In a statement e-mailed to freedomforum.org after this story was originally posted, Carl Lavin denied having tried to censor the high school journalists.
“Contrary to your report, I did not seek to have student journalists turn over newspaper accounts of the impeachment. Allegations to the contrary seem to be part of a campaign intended to damage the otherwise excellent rapport my family has had with student journalists and with the school system overall.
“I have fully cooperated with every student and professional reporter who has called me for information — and with every teacher, administrator, parent or student who has expressed an interest. The best way to counter these innuendos is to reaffirm and celebrate our shared commitment to common goals: integrity, empathy, freedom of expression and education.

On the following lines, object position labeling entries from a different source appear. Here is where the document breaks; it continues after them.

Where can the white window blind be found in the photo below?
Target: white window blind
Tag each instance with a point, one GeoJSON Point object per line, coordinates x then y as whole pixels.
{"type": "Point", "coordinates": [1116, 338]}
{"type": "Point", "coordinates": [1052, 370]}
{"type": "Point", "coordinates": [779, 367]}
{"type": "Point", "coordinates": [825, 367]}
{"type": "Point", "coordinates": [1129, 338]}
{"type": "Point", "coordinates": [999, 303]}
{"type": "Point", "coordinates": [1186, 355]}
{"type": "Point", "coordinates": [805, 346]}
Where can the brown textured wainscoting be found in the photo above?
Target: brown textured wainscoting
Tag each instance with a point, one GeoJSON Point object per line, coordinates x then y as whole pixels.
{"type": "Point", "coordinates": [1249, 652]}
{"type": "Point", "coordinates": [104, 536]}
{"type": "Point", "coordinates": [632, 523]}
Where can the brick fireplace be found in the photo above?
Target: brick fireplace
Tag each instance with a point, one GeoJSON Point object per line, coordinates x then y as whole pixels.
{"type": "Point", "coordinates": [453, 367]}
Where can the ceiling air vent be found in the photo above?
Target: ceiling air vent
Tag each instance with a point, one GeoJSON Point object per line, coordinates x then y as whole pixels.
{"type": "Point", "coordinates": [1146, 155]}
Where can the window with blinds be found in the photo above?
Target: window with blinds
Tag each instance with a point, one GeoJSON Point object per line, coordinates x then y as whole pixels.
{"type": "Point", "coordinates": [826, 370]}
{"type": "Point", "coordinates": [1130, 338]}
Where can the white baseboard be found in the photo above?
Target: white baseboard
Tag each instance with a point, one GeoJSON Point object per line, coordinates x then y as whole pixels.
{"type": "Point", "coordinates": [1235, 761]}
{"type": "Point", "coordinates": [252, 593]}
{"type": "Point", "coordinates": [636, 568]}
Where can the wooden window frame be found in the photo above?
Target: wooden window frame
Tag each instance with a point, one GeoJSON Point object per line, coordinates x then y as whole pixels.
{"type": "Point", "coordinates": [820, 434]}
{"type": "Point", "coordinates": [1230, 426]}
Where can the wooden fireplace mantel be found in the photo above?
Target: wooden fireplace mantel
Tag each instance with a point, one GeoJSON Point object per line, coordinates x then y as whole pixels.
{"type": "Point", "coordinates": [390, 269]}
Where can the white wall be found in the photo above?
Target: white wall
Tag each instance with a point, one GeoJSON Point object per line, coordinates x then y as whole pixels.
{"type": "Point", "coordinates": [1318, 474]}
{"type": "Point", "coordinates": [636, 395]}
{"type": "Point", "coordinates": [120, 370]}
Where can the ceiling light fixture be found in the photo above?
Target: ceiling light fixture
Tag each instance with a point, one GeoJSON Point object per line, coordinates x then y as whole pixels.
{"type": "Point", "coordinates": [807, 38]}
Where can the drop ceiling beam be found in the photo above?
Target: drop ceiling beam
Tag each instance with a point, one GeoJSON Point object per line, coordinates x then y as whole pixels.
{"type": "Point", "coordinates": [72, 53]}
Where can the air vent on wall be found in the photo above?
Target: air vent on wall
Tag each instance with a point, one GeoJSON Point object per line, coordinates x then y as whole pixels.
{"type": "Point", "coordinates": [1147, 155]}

“I have asked and continue to insist that the school district live up to its obligation not to disclose information from any student’s confidential file. I will continue to defend my right to express that view,” Lavin wrote.
Stetson did not return calls for comment.
The Black and White is published 13 times a year. “Whitman Shorts” is a biweekly television program broadcast on the school district’s cable channel and Walt Whitman’s closed circuit.